The repository is organized as follows:
- src/process_image.py: This module contains functions to load an image with a desired size.
- src/train_model.py: This module defines the neural network architecture and the training process.
- image_style_transfer.py: This program allows the user to transfer the style of an image onto another image.
- video_style_transfer.py: This program enables the user to transfer the style of an image onto a video.
data/
: This directory contains example input images and stnthesized images for style transfer.videos/
: This directory contains example input videos and synthesized videos for style transfer.- report.ipynb: This comprehensive Jupyter notebook provides a detailed explanation of the implementation of neural style transfer. The notebook serves as a comprehensive guide, allowing readers to understand the inner workings of the implementation and gain insights into the underlying concepts and techniques employed.
Here are some examples of style-transferred images generated using the neural style transfer tools:
In this group, we explore different style images applied to the same content image. It showcases the diverse artistic effects achieved by combining a fixed content image with various style images:
In the above examples, the same content image is stylized with different style images, resulting in a range of visually distinct outcomes.
In this group, we observe the impact of using different content images while maintaining a consistent style image. It highlights how the style is transferred onto various content images, leading to unique visual interpretations:
The style image remains constant, while the content image is varied, resulting in a collection of style-transferred images with diverse content and visual styles.
You can find more example images in the data/
directory or more example videos in the videos/
directory of this repository, or you could try out the style transfer tools yourself with the images and videos of your choice!
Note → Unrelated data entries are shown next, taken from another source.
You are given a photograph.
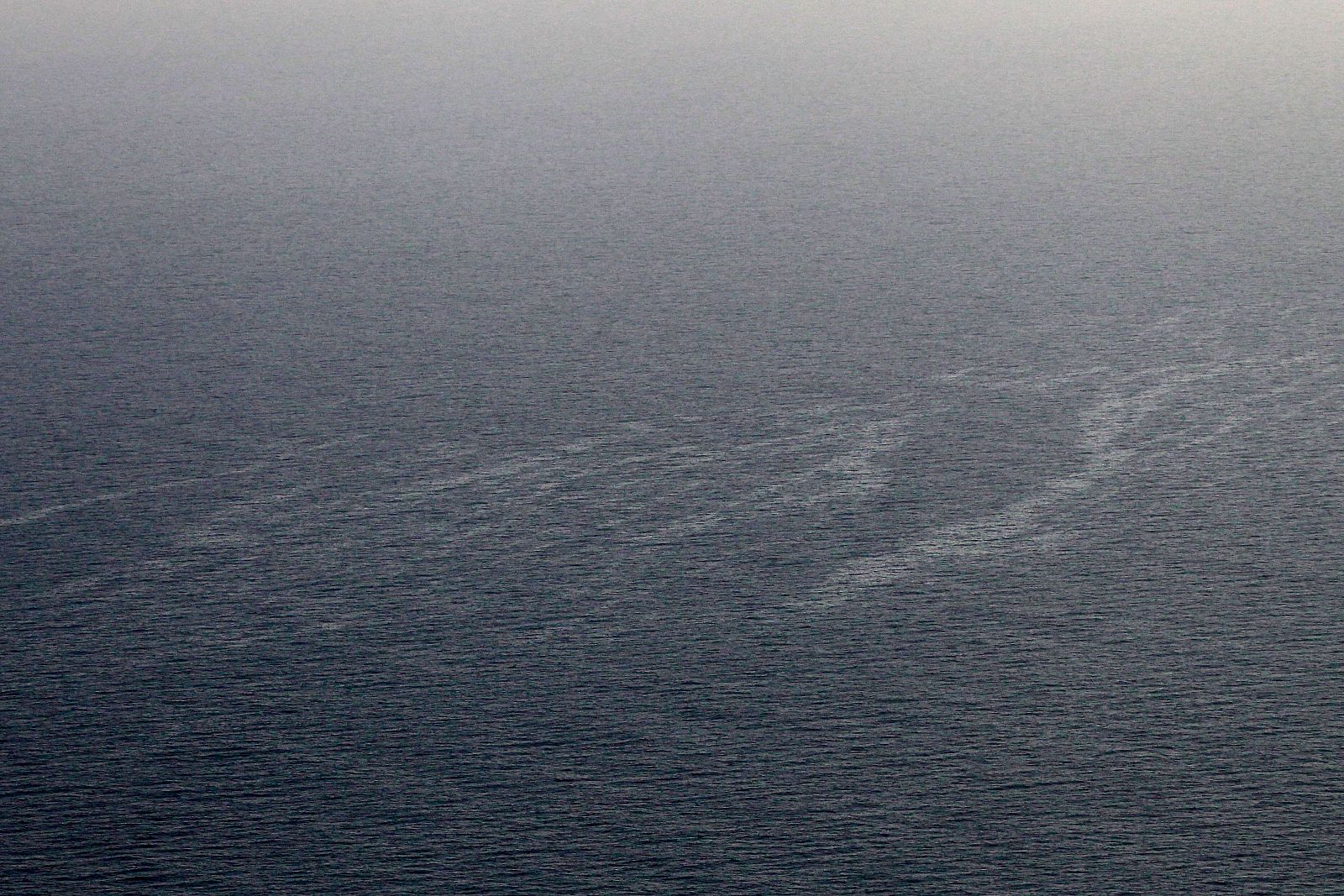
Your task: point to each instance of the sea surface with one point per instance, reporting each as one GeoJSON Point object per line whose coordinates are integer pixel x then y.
{"type": "Point", "coordinates": [674, 452]}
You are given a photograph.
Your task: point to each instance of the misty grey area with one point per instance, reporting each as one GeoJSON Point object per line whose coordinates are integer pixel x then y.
{"type": "Point", "coordinates": [638, 448]}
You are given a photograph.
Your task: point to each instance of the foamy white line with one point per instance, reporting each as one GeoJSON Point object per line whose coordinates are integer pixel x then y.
{"type": "Point", "coordinates": [53, 510]}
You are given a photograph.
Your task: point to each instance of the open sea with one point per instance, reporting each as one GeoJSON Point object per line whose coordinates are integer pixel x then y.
{"type": "Point", "coordinates": [593, 448]}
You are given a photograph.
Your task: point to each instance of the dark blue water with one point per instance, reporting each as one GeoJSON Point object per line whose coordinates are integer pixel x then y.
{"type": "Point", "coordinates": [534, 457]}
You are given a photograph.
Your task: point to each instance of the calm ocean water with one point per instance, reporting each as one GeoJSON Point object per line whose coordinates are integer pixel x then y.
{"type": "Point", "coordinates": [674, 453]}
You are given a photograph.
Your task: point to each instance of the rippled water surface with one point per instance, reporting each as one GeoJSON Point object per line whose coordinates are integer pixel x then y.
{"type": "Point", "coordinates": [656, 473]}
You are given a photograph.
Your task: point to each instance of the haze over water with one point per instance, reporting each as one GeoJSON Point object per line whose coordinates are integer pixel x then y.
{"type": "Point", "coordinates": [737, 448]}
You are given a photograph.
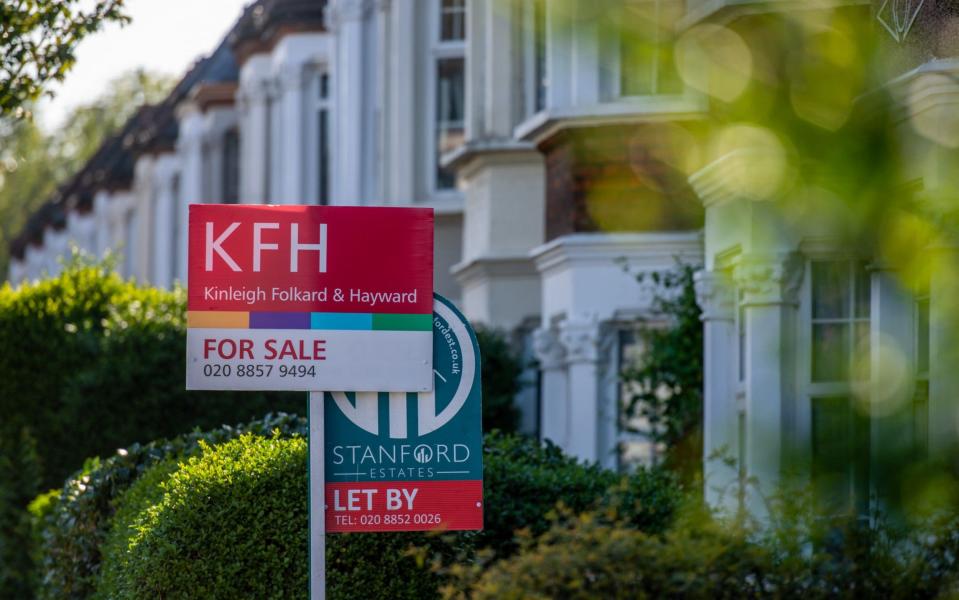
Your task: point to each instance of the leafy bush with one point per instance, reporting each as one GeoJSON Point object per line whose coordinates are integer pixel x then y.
{"type": "Point", "coordinates": [667, 386]}
{"type": "Point", "coordinates": [524, 479]}
{"type": "Point", "coordinates": [100, 364]}
{"type": "Point", "coordinates": [91, 363]}
{"type": "Point", "coordinates": [232, 523]}
{"type": "Point", "coordinates": [19, 482]}
{"type": "Point", "coordinates": [592, 556]}
{"type": "Point", "coordinates": [501, 370]}
{"type": "Point", "coordinates": [74, 533]}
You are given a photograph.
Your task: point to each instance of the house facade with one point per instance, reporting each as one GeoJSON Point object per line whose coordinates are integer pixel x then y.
{"type": "Point", "coordinates": [557, 144]}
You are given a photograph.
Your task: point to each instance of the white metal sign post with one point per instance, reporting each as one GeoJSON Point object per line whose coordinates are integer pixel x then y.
{"type": "Point", "coordinates": [317, 500]}
{"type": "Point", "coordinates": [307, 298]}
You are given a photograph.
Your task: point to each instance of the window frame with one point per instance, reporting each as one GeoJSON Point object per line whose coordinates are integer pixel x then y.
{"type": "Point", "coordinates": [809, 391]}
{"type": "Point", "coordinates": [535, 82]}
{"type": "Point", "coordinates": [621, 436]}
{"type": "Point", "coordinates": [439, 49]}
{"type": "Point", "coordinates": [615, 61]}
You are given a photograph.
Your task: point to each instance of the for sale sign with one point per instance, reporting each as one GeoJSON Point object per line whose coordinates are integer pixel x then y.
{"type": "Point", "coordinates": [310, 298]}
{"type": "Point", "coordinates": [411, 461]}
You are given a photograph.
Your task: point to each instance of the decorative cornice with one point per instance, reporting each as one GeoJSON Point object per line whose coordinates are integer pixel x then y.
{"type": "Point", "coordinates": [340, 12]}
{"type": "Point", "coordinates": [494, 266]}
{"type": "Point", "coordinates": [716, 296]}
{"type": "Point", "coordinates": [585, 340]}
{"type": "Point", "coordinates": [654, 250]}
{"type": "Point", "coordinates": [765, 279]}
{"type": "Point", "coordinates": [473, 153]}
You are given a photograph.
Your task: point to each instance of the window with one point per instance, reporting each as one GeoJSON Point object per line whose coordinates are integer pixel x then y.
{"type": "Point", "coordinates": [840, 321]}
{"type": "Point", "coordinates": [452, 20]}
{"type": "Point", "coordinates": [449, 94]}
{"type": "Point", "coordinates": [270, 128]}
{"type": "Point", "coordinates": [920, 405]}
{"type": "Point", "coordinates": [840, 305]}
{"type": "Point", "coordinates": [634, 445]}
{"type": "Point", "coordinates": [230, 176]}
{"type": "Point", "coordinates": [175, 221]}
{"type": "Point", "coordinates": [534, 32]}
{"type": "Point", "coordinates": [323, 139]}
{"type": "Point", "coordinates": [840, 445]}
{"type": "Point", "coordinates": [741, 336]}
{"type": "Point", "coordinates": [646, 48]}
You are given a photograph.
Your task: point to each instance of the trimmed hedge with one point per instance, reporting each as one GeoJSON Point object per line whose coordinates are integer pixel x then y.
{"type": "Point", "coordinates": [74, 531]}
{"type": "Point", "coordinates": [232, 523]}
{"type": "Point", "coordinates": [92, 363]}
{"type": "Point", "coordinates": [148, 533]}
{"type": "Point", "coordinates": [591, 556]}
{"type": "Point", "coordinates": [99, 364]}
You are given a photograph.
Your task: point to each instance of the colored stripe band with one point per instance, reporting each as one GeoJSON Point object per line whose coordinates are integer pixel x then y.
{"type": "Point", "coordinates": [296, 320]}
{"type": "Point", "coordinates": [218, 320]}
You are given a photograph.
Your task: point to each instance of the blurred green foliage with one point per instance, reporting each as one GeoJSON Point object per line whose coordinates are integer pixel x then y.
{"type": "Point", "coordinates": [38, 42]}
{"type": "Point", "coordinates": [93, 533]}
{"type": "Point", "coordinates": [665, 388]}
{"type": "Point", "coordinates": [231, 523]}
{"type": "Point", "coordinates": [33, 162]}
{"type": "Point", "coordinates": [74, 530]}
{"type": "Point", "coordinates": [501, 372]}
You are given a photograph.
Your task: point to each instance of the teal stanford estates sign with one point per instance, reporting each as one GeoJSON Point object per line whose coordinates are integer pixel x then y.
{"type": "Point", "coordinates": [411, 461]}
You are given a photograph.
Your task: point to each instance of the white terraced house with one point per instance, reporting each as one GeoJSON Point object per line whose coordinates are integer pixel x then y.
{"type": "Point", "coordinates": [539, 131]}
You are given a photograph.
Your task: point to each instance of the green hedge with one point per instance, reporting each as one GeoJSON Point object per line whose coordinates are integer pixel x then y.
{"type": "Point", "coordinates": [99, 364]}
{"type": "Point", "coordinates": [91, 363]}
{"type": "Point", "coordinates": [74, 530]}
{"type": "Point", "coordinates": [106, 530]}
{"type": "Point", "coordinates": [591, 556]}
{"type": "Point", "coordinates": [231, 523]}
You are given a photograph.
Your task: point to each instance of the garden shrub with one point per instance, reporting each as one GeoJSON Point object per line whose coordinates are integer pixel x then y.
{"type": "Point", "coordinates": [92, 363]}
{"type": "Point", "coordinates": [232, 523]}
{"type": "Point", "coordinates": [524, 479]}
{"type": "Point", "coordinates": [75, 531]}
{"type": "Point", "coordinates": [395, 565]}
{"type": "Point", "coordinates": [592, 556]}
{"type": "Point", "coordinates": [99, 364]}
{"type": "Point", "coordinates": [130, 508]}
{"type": "Point", "coordinates": [19, 482]}
{"type": "Point", "coordinates": [501, 370]}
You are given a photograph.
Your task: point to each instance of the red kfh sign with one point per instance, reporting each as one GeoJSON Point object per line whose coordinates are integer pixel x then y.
{"type": "Point", "coordinates": [310, 298]}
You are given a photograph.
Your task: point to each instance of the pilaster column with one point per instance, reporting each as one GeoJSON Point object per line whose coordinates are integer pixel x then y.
{"type": "Point", "coordinates": [290, 163]}
{"type": "Point", "coordinates": [345, 18]}
{"type": "Point", "coordinates": [554, 401]}
{"type": "Point", "coordinates": [944, 348]}
{"type": "Point", "coordinates": [189, 149]}
{"type": "Point", "coordinates": [163, 222]}
{"type": "Point", "coordinates": [769, 286]}
{"type": "Point", "coordinates": [716, 295]}
{"type": "Point", "coordinates": [587, 355]}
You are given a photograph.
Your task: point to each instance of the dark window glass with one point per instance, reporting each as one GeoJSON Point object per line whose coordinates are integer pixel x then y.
{"type": "Point", "coordinates": [840, 447]}
{"type": "Point", "coordinates": [231, 167]}
{"type": "Point", "coordinates": [830, 351]}
{"type": "Point", "coordinates": [863, 291]}
{"type": "Point", "coordinates": [539, 54]}
{"type": "Point", "coordinates": [645, 50]}
{"type": "Point", "coordinates": [922, 335]}
{"type": "Point", "coordinates": [450, 98]}
{"type": "Point", "coordinates": [830, 289]}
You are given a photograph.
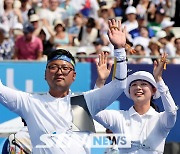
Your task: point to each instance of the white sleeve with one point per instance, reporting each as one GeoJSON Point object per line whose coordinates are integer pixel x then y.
{"type": "Point", "coordinates": [12, 99]}
{"type": "Point", "coordinates": [99, 99]}
{"type": "Point", "coordinates": [168, 118]}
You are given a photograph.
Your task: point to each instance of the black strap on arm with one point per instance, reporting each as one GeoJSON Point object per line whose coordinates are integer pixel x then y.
{"type": "Point", "coordinates": [82, 118]}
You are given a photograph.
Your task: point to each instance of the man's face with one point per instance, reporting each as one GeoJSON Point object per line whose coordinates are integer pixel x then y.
{"type": "Point", "coordinates": [59, 75]}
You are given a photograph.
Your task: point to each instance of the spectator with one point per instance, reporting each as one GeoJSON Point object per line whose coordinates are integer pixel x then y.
{"type": "Point", "coordinates": [11, 15]}
{"type": "Point", "coordinates": [47, 45]}
{"type": "Point", "coordinates": [107, 50]}
{"type": "Point", "coordinates": [56, 13]}
{"type": "Point", "coordinates": [142, 22]}
{"type": "Point", "coordinates": [25, 6]}
{"type": "Point", "coordinates": [104, 16]}
{"type": "Point", "coordinates": [35, 20]}
{"type": "Point", "coordinates": [52, 112]}
{"type": "Point", "coordinates": [17, 31]}
{"type": "Point", "coordinates": [88, 33]}
{"type": "Point", "coordinates": [74, 30]}
{"type": "Point", "coordinates": [81, 54]}
{"type": "Point", "coordinates": [69, 12]}
{"type": "Point", "coordinates": [159, 17]}
{"type": "Point", "coordinates": [117, 8]}
{"type": "Point", "coordinates": [143, 39]}
{"type": "Point", "coordinates": [177, 45]}
{"type": "Point", "coordinates": [6, 45]}
{"type": "Point", "coordinates": [131, 22]}
{"type": "Point", "coordinates": [141, 53]}
{"type": "Point", "coordinates": [98, 44]}
{"type": "Point", "coordinates": [167, 26]}
{"type": "Point", "coordinates": [155, 49]}
{"type": "Point", "coordinates": [28, 47]}
{"type": "Point", "coordinates": [61, 37]}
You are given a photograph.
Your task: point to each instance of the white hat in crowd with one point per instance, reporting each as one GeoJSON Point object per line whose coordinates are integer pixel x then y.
{"type": "Point", "coordinates": [141, 75]}
{"type": "Point", "coordinates": [166, 23]}
{"type": "Point", "coordinates": [131, 10]}
{"type": "Point", "coordinates": [161, 34]}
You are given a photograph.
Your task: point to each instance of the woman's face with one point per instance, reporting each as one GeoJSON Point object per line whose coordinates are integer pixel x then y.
{"type": "Point", "coordinates": [141, 91]}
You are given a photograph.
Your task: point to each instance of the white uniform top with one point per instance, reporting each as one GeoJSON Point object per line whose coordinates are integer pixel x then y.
{"type": "Point", "coordinates": [148, 131]}
{"type": "Point", "coordinates": [45, 114]}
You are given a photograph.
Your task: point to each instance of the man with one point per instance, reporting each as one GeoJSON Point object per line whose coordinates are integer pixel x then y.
{"type": "Point", "coordinates": [52, 113]}
{"type": "Point", "coordinates": [28, 47]}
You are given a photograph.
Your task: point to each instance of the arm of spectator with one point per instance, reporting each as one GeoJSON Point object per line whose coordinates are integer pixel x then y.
{"type": "Point", "coordinates": [15, 56]}
{"type": "Point", "coordinates": [70, 39]}
{"type": "Point", "coordinates": [103, 70]}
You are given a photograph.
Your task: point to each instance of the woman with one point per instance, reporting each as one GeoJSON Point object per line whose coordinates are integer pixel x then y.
{"type": "Point", "coordinates": [146, 128]}
{"type": "Point", "coordinates": [10, 15]}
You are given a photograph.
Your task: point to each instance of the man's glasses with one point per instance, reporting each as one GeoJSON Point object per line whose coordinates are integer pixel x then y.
{"type": "Point", "coordinates": [65, 70]}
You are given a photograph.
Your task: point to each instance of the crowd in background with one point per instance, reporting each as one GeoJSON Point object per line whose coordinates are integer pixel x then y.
{"type": "Point", "coordinates": [29, 29]}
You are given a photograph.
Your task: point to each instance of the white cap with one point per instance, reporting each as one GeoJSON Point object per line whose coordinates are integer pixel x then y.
{"type": "Point", "coordinates": [166, 23]}
{"type": "Point", "coordinates": [131, 10]}
{"type": "Point", "coordinates": [161, 34]}
{"type": "Point", "coordinates": [33, 17]}
{"type": "Point", "coordinates": [141, 75]}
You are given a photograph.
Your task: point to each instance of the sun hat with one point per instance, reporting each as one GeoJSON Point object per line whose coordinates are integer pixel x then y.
{"type": "Point", "coordinates": [131, 10]}
{"type": "Point", "coordinates": [141, 75]}
{"type": "Point", "coordinates": [166, 23]}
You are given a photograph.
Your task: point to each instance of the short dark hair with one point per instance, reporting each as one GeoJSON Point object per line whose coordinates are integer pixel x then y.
{"type": "Point", "coordinates": [56, 52]}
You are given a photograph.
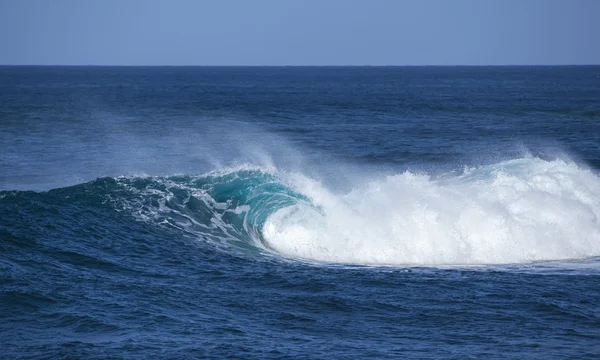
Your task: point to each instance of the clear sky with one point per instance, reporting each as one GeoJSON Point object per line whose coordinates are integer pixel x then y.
{"type": "Point", "coordinates": [299, 32]}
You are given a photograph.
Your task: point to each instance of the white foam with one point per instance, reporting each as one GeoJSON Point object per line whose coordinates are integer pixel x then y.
{"type": "Point", "coordinates": [512, 212]}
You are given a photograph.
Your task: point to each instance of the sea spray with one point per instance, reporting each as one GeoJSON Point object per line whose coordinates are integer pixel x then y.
{"type": "Point", "coordinates": [514, 211]}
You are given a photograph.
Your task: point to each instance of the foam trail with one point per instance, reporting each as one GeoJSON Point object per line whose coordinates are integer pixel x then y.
{"type": "Point", "coordinates": [515, 211]}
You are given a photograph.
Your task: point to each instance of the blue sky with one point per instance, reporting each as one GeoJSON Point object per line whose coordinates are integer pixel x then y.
{"type": "Point", "coordinates": [299, 32]}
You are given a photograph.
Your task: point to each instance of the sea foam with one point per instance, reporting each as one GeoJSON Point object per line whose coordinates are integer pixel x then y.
{"type": "Point", "coordinates": [515, 211]}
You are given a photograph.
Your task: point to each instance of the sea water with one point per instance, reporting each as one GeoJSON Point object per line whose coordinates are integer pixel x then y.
{"type": "Point", "coordinates": [300, 212]}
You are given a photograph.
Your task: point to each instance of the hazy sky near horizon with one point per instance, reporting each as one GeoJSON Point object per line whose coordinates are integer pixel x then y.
{"type": "Point", "coordinates": [299, 32]}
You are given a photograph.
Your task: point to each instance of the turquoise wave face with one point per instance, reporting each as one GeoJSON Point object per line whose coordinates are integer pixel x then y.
{"type": "Point", "coordinates": [229, 208]}
{"type": "Point", "coordinates": [515, 211]}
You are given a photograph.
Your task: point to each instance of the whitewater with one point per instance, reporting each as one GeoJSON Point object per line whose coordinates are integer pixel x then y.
{"type": "Point", "coordinates": [515, 211]}
{"type": "Point", "coordinates": [299, 213]}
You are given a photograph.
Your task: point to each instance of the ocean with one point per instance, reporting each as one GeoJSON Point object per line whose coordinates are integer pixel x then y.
{"type": "Point", "coordinates": [300, 212]}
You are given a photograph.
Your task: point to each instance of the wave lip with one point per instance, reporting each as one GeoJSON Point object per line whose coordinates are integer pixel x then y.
{"type": "Point", "coordinates": [516, 211]}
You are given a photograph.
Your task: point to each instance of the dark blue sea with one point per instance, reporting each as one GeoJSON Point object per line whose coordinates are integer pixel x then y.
{"type": "Point", "coordinates": [300, 212]}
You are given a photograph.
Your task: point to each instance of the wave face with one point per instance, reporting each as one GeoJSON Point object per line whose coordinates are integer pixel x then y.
{"type": "Point", "coordinates": [515, 211]}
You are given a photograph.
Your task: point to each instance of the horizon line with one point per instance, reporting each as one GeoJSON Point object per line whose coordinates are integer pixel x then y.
{"type": "Point", "coordinates": [295, 65]}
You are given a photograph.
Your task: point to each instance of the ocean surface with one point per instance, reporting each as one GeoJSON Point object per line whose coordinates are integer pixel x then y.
{"type": "Point", "coordinates": [300, 212]}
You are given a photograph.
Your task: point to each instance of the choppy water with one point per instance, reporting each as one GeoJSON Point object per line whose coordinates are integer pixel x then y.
{"type": "Point", "coordinates": [418, 212]}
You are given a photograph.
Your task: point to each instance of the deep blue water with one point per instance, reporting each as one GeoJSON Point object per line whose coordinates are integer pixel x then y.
{"type": "Point", "coordinates": [300, 213]}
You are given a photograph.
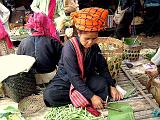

Contributions to this project are welcome. Feel free to submit issues and pull requests.
We would like to express our sincere gratitude to the authors of the neural style transfer paper for their groundbreaking research and contributions to the field. The paper titled "Image Style Transfer Using Convolutional Neural Networks" by Gatys et al. has served as a fundamental reference for our project. We greatly appreciate their innovative work, which has paved the way for advancements in neural style transfer techniques.
We would also like to extend our appreciation to the following open-source libraries and frameworks for their valuable contributions to this project:
- PyTorch - A deep learning framework used for implementing the neural style transfer models.
- OpenCV - A computer vision library used for video processing and manipulation.
- Pillow - A Python imaging library used for image processing and manipulation.
We would also like to thank the authors and contributors of the above libraries for their efforts in developing and maintaining high-quality open-source software.
This project is licensed under the MIT License.